In 1993 diende het kabinet-Lubbers III een wetsvoorstel tot herziening van de Grondwet in, waardoor het mogelijk moest worden voor volksvertegenwoordigers (Kamer-, Staten- en raadsleden) om zich tijdelijk vanwege zwangerschap en bevalling te laten vervangen. Achtergrond van dit voorstel was dat vrouwelijke volksvertegenwoordigers door zwangerschaps lange(re) tijd ofwel lange(re) tijd niet in staat waren om hun functie uit te oefenen ofwel ontslag moesten nemen. Er was dan echter geen zekerheid op terugkeer na afloop van de zwangerschap.

Door de toename van jonge van vrouwelijke Kamerleden was de problematiek van de afwezigheid door zwangerschap steeds groter geworden. In 1965 was de afwezigheid vanwege zwangerschap van Haya van Someren een uitzondering, maar het probleem nam steeds meer toe en speelde vooral bij kleinere fracties. In 1988 moest PSP-Tweede Kamerlid Andrée van Es tijdens haar zwangerschap aanblijven als volksvertegenwoordigster, omdat er problemen in haar partij ontstonden over haar tijdelijke vervanging. Dat betekende dat in de PSP-fractie enige tijd één van de drie zetels onbezet was.

Zowel de Emancipatieraad als enkele partijen drongen in 1992 bij het kabinet aan op een regeling. Dat vroeg daarop advies aan drie hoogleraren (prof.mr. J.E. Goldschmidt, prof. M.C.B. Burkens en prof. C.A.J.M. Kortmann). Zij waren verdeeld over de wenselijkheid van de regeling, maar waren het er wel over eens dat om tot een regeling te komen herziening van de Grondwet nodig was. Het kabinet-Lubbers III was vóór een regeling en diende daartoe een wetsvoorstel in.
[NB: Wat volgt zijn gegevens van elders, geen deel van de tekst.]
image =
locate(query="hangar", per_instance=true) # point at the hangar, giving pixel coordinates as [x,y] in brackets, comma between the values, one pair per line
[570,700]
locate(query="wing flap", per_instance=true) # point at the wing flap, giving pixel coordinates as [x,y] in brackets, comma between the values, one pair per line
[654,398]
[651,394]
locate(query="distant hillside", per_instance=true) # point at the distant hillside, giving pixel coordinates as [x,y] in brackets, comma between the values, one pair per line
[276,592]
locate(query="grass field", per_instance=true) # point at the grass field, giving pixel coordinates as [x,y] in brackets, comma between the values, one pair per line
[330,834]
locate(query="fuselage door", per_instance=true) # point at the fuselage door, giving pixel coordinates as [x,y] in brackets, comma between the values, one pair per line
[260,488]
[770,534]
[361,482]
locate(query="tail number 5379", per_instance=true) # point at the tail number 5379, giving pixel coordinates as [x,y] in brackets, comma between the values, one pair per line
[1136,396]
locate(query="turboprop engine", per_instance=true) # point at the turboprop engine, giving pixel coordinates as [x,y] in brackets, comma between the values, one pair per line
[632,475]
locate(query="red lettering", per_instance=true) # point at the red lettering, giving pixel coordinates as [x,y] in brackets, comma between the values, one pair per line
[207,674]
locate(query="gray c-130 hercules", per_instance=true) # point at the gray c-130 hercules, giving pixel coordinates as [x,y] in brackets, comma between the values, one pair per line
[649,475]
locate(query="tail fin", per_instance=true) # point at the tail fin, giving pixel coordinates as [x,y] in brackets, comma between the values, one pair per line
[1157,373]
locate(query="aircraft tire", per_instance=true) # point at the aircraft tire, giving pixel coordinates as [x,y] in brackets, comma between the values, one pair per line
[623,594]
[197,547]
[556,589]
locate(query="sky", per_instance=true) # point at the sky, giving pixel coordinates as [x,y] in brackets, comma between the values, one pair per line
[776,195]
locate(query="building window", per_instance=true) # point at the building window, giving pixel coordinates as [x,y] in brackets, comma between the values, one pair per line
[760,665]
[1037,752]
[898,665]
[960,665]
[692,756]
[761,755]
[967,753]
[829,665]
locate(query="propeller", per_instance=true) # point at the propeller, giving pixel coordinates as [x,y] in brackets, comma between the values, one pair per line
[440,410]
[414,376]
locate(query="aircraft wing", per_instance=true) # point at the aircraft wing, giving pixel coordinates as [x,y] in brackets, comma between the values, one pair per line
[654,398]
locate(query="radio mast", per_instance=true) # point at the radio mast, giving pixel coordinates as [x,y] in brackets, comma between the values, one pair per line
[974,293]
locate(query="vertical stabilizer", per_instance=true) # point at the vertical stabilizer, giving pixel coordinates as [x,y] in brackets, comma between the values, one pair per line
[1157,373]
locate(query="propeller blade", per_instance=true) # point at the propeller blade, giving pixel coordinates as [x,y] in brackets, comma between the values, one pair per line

De Raad van State adviseerde overigens negatief over het wetsvoorstel. De Raad dacht dat vervangende Kamerleden moeilijk in zo'n korte tijd ingewerkt konden raken en zag ook andere praktische bezwaren. Minister Ien Dales zag echter geen reden om het voorstel toch niet door te zetten.

Het door minister Ed van Thijn verdedigde voorstel werd in maart 1994 aanvaard. De fracties van VVD, SGP en RPF stemden in beide Kamers tegen, terwijl in de Eerste Kamer ook de fractie van het GPV tegen was.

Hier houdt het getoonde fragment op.